CH flow temp's

Many heating systems have no room/cylinder stats or TRV's despite part L and adjusting the heating flow temperature provides an easy way to control temperatures rather than adjusting the radiator valves.

Many underfloor heating systems work at around 50 centigrade and use an injection valve coupled with a TMV head to allow them to work with a boiler flow temp up to 82 centigrade ie they can be integrated with a radiator system.
 
Neck turns 360° - it needs to - repairing boilers in some of the places you find them. :shock:
 
If you don't turn a boiler stat down a bit in spring and autumn, you're likely to have temperature overshoots. Especially with poorly controlled 24kW combis in small flats. Boiler comes on, and the rads are at 82 in a few minutes.
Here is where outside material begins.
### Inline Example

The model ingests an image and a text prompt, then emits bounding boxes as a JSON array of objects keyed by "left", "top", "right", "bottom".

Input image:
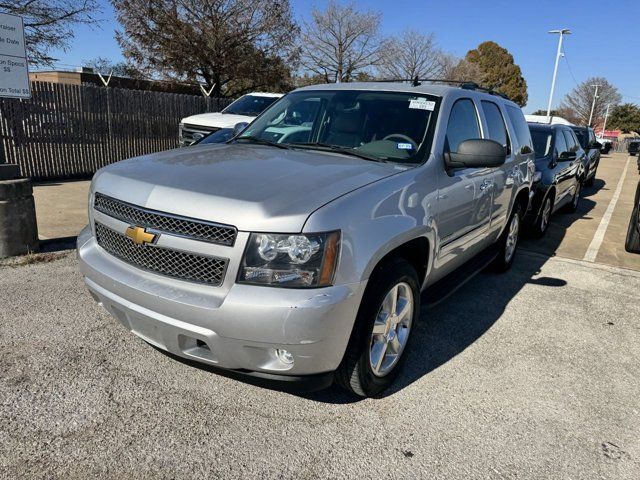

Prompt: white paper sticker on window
[{"left": 409, "top": 98, "right": 435, "bottom": 111}]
Crude thermostat might be just about to switch the boiler off, but the rads are still piping hot. Stat turns off (they're a bit slow anyway, on the whole, to avoid draughts making them switch rapidly), and the rooms overheat.
If it takes a bit longer for the rooms to get up to temp, they don't overshoot so much.
Also, old boilers are much more likely to kettle when wound up.


I think the Delta T 50 you mean is the one applied to radiators - the difference between the average radiator temperature, which would have been say 75 on a conventional system (80 flow, 70 return), and the air around it. Condenser systems would perhaps be better designed with the rads' delta T40 figures - I expect there's standard advice somewhere!